Terus jadinya beli kamera apaaa? 😀
LikeLike
postingannya keren gan,
pengin rasanya belajar moto bareng, tp ane minder cuma modal kamera prosumer fuji hs35erx
LikeLike
Makasih gan, ane juga baru belajar nih gan.
Semangat!
LikeLike
Pernah makai fuji xt1 buat kerja ngejob. Motret produk & interior….. EeEeEe kena komplain sm klien.
Akhirnya balik lg pakai nikon d810.
Kesimpulanya :
Ukuran sensor & kwalitas sensor tidak bohong.

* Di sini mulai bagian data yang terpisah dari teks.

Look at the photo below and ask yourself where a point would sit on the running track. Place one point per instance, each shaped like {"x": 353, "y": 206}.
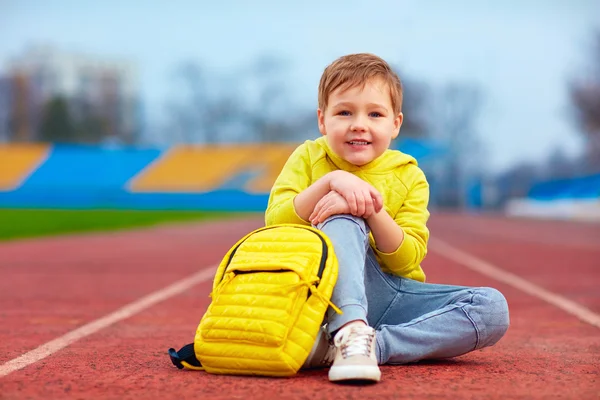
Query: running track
{"x": 92, "y": 316}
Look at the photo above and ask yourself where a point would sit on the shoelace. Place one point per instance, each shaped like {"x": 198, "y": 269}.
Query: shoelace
{"x": 356, "y": 341}
{"x": 329, "y": 356}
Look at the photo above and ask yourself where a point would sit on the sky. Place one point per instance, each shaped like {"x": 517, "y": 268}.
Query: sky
{"x": 519, "y": 53}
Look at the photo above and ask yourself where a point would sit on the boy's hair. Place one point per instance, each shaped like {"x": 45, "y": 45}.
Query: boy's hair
{"x": 355, "y": 70}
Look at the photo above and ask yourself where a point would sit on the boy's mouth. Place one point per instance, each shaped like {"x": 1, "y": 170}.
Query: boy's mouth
{"x": 358, "y": 142}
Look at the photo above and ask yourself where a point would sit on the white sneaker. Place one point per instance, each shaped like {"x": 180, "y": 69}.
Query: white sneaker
{"x": 322, "y": 353}
{"x": 355, "y": 357}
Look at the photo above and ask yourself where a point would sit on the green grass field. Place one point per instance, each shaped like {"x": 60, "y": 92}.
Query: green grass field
{"x": 18, "y": 223}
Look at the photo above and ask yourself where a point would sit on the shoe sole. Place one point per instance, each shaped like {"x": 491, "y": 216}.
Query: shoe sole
{"x": 354, "y": 373}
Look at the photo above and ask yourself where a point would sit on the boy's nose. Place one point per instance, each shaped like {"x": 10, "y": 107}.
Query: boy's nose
{"x": 358, "y": 124}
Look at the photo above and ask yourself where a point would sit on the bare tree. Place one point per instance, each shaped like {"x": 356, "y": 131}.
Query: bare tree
{"x": 585, "y": 97}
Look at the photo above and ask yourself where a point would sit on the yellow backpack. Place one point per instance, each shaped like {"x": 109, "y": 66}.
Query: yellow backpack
{"x": 269, "y": 298}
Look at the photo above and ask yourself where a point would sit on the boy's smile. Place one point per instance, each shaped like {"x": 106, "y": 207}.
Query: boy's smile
{"x": 359, "y": 123}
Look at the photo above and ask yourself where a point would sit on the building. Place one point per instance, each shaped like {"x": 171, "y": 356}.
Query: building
{"x": 95, "y": 88}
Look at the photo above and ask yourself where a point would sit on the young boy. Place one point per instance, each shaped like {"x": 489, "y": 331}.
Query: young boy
{"x": 372, "y": 203}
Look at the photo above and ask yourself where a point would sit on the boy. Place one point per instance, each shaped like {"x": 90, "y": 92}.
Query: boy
{"x": 372, "y": 203}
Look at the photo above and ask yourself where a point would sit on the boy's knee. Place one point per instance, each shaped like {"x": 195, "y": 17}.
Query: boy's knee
{"x": 494, "y": 315}
{"x": 345, "y": 223}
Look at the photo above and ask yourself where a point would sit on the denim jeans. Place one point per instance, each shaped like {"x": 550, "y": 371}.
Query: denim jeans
{"x": 414, "y": 320}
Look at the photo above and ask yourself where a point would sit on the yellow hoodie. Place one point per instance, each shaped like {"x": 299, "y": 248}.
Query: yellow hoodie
{"x": 394, "y": 174}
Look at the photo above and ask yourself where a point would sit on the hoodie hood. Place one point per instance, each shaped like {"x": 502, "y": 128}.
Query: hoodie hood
{"x": 389, "y": 160}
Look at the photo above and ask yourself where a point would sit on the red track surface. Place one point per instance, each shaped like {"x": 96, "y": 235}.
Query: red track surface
{"x": 52, "y": 286}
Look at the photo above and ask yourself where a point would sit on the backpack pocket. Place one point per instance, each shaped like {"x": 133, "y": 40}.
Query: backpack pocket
{"x": 257, "y": 307}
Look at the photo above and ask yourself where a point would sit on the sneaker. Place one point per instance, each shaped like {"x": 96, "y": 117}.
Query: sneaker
{"x": 355, "y": 357}
{"x": 322, "y": 353}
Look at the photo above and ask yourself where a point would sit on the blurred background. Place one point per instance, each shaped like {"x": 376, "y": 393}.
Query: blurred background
{"x": 194, "y": 106}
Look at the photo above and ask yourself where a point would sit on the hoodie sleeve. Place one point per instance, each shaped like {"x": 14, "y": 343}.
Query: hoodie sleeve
{"x": 412, "y": 218}
{"x": 293, "y": 179}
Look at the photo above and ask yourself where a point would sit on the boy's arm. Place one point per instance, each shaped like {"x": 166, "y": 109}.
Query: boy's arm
{"x": 401, "y": 242}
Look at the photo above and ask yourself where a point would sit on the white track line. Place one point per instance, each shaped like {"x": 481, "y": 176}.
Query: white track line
{"x": 452, "y": 253}
{"x": 127, "y": 311}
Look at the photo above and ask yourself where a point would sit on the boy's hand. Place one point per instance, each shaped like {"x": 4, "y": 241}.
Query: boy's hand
{"x": 331, "y": 204}
{"x": 362, "y": 198}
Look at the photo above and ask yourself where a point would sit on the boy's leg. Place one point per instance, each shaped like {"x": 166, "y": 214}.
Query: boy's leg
{"x": 417, "y": 321}
{"x": 355, "y": 347}
{"x": 350, "y": 238}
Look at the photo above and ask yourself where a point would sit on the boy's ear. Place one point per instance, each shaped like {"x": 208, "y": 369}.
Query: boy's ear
{"x": 321, "y": 121}
{"x": 397, "y": 124}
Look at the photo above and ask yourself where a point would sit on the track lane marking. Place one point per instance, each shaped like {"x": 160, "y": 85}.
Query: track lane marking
{"x": 90, "y": 328}
{"x": 483, "y": 267}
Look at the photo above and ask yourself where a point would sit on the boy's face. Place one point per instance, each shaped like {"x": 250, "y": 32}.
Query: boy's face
{"x": 359, "y": 124}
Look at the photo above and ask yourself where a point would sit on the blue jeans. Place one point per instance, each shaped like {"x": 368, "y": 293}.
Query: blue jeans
{"x": 414, "y": 320}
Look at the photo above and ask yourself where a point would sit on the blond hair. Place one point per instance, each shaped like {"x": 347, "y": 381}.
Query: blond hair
{"x": 355, "y": 70}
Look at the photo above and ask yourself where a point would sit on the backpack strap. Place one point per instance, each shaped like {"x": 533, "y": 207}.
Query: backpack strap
{"x": 185, "y": 358}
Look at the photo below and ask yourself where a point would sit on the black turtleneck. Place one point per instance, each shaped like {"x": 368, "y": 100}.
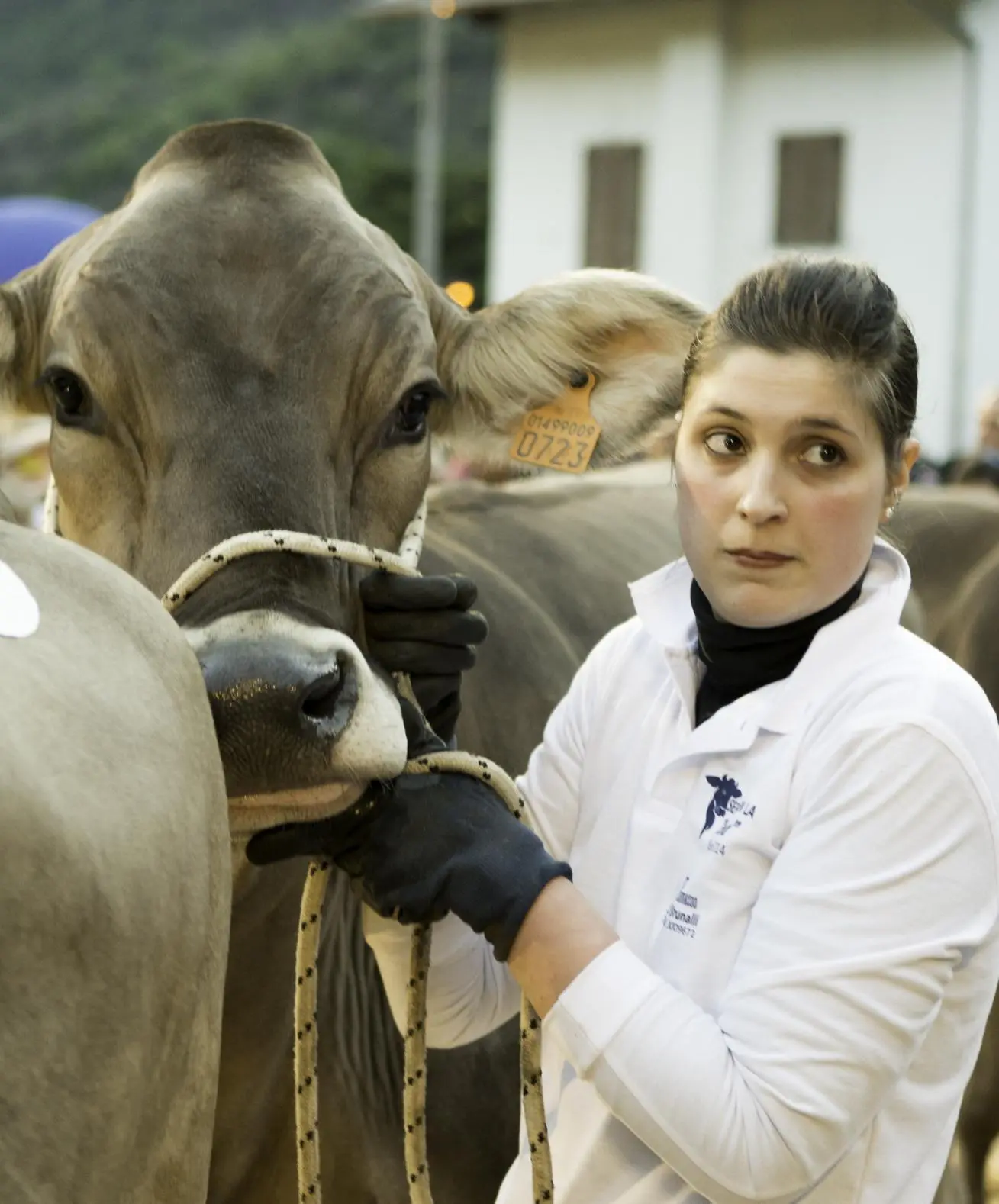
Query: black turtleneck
{"x": 740, "y": 660}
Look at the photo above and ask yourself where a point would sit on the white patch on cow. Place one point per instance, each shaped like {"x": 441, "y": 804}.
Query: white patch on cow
{"x": 20, "y": 614}
{"x": 372, "y": 744}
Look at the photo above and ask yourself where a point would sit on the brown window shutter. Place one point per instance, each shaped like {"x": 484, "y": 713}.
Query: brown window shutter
{"x": 613, "y": 199}
{"x": 810, "y": 191}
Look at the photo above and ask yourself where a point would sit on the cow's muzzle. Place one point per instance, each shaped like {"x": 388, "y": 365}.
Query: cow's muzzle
{"x": 298, "y": 714}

Image quality sebuah kamera berbanding lurus dg sensor.
Kalo ada yg bilang kamera dg sensor kecil lebih baik dr full frame…brati dia udah tertipu. Huhuhu..
LikeLike
Noted untuk catatannya, Mas.
Aku malah belum pernah pakai full frame, ini malah tergoda Sony gara-gara banyak teman yang pakai haha. Waktu itu kena komplainnya gimana Mas? Hihi.
LikeLike
Orang yg udah pakai full frame susah balik lagi ke sensor dibawahnya… Gak tau knp tapi emang hasilnya beda.